BOOK FIFTH.
CHAPTER 1. ABBAS BEATI MARTINI.
(continued)
"You have said it," replied Claude, who seemed absorbed
in a profound meditation, and stood resting, his forefinger
bent backward on the folio which had come from the famous
press of Nuremberg. Then he added these mysterious words:
"Alas! alas! small things come at the end of great things; a
tooth triumphs over a mass. The Nile rat kills the crocodile,
the swordfish kills the whale, the book will kill the edifice."
The curfew of the cloister sounded at the moment when
Master Jacques was repeating to his companion in low tones,
his eternal refrain, "He is mad!" To which his companion
this time replied, "I believe that he is."
It was the hour when no stranger could remain in the
cloister. The two visitors withdrew. "Master," said Gossip
Tourangeau, as he took leave of the archdeacon, "I love wise
men and great minds, and I hold you in singular esteem.

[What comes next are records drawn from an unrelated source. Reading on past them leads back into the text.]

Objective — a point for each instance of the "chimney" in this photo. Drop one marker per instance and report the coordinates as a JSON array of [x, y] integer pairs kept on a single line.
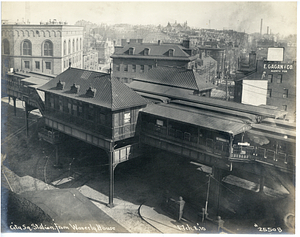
[[75, 88], [60, 85], [91, 92], [186, 43], [252, 59], [123, 42]]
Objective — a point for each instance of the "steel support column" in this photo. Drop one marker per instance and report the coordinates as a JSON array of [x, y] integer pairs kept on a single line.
[[217, 176], [27, 111], [261, 180], [112, 167], [15, 106]]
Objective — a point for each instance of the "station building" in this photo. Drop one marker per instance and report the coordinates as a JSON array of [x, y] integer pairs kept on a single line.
[[46, 48], [136, 58]]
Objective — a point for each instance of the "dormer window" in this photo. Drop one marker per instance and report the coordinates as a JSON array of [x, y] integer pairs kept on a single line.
[[171, 52], [91, 92], [75, 88], [131, 51], [146, 51], [60, 85]]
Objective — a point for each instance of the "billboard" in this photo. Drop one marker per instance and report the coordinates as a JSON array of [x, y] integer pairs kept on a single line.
[[275, 54], [255, 92]]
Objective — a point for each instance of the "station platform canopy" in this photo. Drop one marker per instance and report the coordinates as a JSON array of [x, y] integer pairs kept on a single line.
[[218, 123]]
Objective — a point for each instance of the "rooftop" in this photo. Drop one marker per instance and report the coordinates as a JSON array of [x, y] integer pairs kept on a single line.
[[106, 91]]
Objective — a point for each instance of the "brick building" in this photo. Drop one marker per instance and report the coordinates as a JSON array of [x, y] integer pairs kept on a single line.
[[90, 60], [46, 48], [136, 58], [272, 82]]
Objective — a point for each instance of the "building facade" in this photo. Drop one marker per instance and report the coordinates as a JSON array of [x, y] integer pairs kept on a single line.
[[90, 60], [273, 81], [46, 48], [137, 58]]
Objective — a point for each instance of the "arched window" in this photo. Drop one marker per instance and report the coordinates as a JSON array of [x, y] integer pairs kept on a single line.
[[6, 46], [131, 51], [69, 47], [146, 51], [48, 48], [26, 46], [65, 47]]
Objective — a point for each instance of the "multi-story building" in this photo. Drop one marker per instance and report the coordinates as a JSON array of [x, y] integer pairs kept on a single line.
[[270, 82], [90, 60], [105, 49], [136, 58], [46, 48]]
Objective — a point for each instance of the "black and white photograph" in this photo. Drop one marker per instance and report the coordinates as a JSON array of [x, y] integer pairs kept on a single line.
[[148, 117]]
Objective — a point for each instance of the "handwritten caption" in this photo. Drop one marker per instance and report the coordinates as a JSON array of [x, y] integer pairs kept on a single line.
[[187, 227], [268, 229], [58, 228]]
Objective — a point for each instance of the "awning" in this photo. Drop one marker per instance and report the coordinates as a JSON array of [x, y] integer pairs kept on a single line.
[[211, 121]]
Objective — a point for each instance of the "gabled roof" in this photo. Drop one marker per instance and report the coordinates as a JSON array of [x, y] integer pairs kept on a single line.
[[176, 77], [110, 93], [155, 50]]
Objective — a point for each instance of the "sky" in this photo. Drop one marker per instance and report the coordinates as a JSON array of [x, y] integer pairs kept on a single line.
[[281, 17]]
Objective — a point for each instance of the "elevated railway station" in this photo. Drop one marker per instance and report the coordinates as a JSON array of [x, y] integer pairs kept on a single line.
[[121, 119]]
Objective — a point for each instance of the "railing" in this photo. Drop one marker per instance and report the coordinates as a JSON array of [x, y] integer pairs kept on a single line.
[[49, 136]]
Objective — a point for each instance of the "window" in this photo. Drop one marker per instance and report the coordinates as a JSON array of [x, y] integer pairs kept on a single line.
[[90, 114], [65, 47], [146, 51], [48, 65], [284, 107], [69, 47], [126, 117], [60, 103], [6, 46], [279, 79], [270, 78], [26, 64], [48, 48], [37, 64], [285, 93], [26, 47], [131, 51]]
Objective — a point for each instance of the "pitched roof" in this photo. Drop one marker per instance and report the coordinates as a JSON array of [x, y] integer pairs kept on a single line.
[[176, 77], [211, 120], [155, 50], [110, 93]]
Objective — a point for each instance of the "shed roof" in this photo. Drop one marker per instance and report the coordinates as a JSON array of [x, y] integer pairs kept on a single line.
[[110, 93], [232, 126], [177, 77]]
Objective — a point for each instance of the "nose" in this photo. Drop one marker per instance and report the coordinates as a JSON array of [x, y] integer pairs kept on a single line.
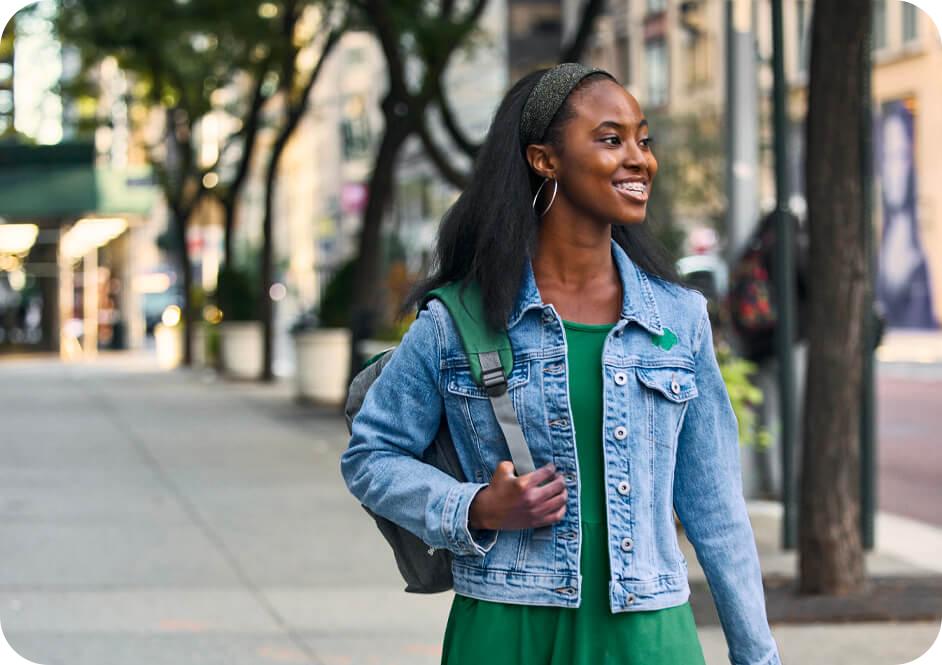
[[634, 157]]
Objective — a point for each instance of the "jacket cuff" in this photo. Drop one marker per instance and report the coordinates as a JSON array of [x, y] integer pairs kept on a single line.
[[772, 658], [461, 539]]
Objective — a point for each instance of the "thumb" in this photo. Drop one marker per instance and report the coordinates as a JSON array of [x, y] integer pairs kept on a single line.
[[505, 469]]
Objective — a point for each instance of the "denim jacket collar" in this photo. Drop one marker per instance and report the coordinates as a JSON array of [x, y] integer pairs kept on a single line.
[[637, 305]]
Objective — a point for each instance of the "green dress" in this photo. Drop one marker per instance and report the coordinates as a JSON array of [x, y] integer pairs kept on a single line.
[[481, 631]]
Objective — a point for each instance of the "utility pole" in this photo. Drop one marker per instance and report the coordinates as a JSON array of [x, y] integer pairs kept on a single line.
[[742, 127], [784, 283], [868, 396]]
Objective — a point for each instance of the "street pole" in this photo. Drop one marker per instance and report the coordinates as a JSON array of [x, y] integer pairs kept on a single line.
[[742, 128], [784, 283], [868, 396]]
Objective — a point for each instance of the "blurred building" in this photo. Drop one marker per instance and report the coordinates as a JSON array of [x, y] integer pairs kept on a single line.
[[75, 196], [670, 54]]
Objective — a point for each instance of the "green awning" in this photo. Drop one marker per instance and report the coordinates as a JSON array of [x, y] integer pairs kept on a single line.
[[62, 183]]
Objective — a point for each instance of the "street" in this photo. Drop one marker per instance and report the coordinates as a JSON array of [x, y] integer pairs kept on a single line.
[[909, 431], [156, 518]]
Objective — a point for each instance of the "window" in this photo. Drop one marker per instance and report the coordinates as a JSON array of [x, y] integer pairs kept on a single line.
[[803, 36], [879, 24], [910, 23], [623, 57], [655, 6], [656, 74]]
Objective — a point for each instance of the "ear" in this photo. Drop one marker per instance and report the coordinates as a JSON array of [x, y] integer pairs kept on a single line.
[[542, 160]]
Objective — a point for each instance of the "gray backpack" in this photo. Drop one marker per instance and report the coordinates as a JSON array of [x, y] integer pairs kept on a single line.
[[426, 569]]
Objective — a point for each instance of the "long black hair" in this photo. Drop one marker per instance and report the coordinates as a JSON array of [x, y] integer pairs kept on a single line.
[[488, 234]]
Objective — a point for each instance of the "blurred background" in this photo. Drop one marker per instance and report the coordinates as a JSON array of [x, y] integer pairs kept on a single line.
[[210, 213]]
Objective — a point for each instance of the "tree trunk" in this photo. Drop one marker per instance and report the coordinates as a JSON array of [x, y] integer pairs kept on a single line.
[[179, 221], [831, 557], [229, 209], [364, 310], [266, 278]]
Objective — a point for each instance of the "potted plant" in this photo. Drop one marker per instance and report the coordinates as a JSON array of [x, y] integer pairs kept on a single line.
[[241, 337], [322, 343]]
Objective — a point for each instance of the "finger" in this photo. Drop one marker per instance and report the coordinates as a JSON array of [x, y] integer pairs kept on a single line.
[[540, 494], [541, 475], [504, 469]]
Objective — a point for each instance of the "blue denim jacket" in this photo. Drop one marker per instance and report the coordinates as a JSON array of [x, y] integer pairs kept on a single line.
[[669, 438]]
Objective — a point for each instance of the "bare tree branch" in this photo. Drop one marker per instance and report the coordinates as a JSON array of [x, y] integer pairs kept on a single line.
[[575, 50], [455, 131], [444, 166]]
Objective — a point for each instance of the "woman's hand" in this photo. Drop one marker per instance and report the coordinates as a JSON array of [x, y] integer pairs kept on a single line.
[[510, 502]]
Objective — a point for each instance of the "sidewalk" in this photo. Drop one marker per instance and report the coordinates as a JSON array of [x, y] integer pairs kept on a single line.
[[151, 518]]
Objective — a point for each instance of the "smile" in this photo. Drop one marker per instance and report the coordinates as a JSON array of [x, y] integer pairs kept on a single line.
[[633, 191]]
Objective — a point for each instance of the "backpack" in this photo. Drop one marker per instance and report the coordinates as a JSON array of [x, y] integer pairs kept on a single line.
[[427, 569]]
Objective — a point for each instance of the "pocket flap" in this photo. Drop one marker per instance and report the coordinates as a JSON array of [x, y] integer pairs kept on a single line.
[[677, 384]]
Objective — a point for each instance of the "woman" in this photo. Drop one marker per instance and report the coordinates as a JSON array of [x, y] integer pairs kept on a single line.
[[617, 391]]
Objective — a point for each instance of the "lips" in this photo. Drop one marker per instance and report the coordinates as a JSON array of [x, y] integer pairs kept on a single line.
[[633, 190]]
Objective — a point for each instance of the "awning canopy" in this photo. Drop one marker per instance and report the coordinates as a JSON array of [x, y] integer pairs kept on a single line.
[[53, 184]]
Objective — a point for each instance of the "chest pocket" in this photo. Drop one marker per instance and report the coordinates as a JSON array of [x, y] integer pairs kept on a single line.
[[478, 422], [667, 393]]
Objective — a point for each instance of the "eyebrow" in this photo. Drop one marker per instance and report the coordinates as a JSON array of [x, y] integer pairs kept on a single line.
[[618, 125]]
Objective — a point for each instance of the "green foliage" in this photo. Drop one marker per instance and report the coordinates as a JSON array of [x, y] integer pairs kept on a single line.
[[237, 294], [744, 396], [689, 181], [334, 310]]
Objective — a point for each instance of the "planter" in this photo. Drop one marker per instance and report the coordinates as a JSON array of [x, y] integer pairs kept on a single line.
[[168, 341], [323, 357], [241, 348], [199, 345]]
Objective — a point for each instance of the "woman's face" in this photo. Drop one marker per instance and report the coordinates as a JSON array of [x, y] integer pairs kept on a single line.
[[605, 165]]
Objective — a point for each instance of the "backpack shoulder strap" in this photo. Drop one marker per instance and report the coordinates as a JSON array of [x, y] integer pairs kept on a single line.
[[466, 307], [491, 359]]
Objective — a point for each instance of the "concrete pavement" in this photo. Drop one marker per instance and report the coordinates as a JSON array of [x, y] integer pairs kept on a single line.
[[151, 518]]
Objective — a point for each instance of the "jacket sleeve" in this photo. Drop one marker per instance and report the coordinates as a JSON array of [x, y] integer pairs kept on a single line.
[[709, 501], [399, 418]]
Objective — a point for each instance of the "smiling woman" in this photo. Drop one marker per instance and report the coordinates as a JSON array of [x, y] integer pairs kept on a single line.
[[615, 386]]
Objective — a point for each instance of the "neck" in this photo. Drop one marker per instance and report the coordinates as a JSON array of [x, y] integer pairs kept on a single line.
[[573, 254]]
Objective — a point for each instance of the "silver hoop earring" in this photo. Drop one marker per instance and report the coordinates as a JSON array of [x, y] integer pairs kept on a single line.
[[552, 198]]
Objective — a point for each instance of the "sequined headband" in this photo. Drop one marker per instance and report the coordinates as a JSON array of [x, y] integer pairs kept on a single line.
[[548, 96]]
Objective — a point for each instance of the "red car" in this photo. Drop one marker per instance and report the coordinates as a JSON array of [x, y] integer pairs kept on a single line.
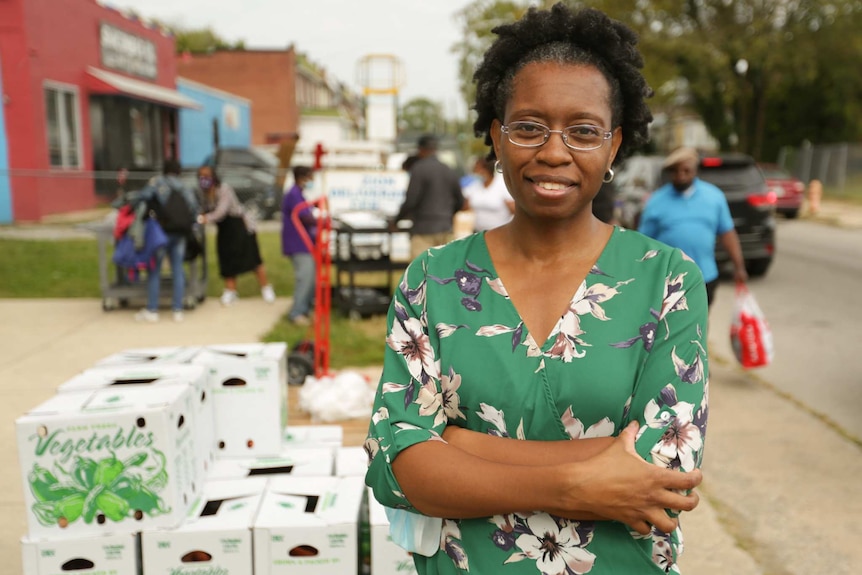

Come to-morrow to the Palace des Tournelles, and inquire for
the Abbé de Sainte-Martin, of Tours."
The archdeacon returned to his chamber dumbfounded,
comprehending at last who Gossip Tourangeau was, and recalling
that passage of the register of Sainte-Martin, of Tours:--
Abbas beati Martini, SCILICET REX FRANCIAE, est canonicus de
consuetudine et habet parvam proebendam quam habet sanctus
Venantius, et debet sedere in sede thesaurarii.
It is asserted that after that epoch the archdeacon had
frequent conferences with Louis XI., when his majesty came
to Paris, and that Dom Claude's influence quite overshadowed
that of Olivier le Daim and Jacques Coictier, who, as was his
habit, rudely took the king to task on that account.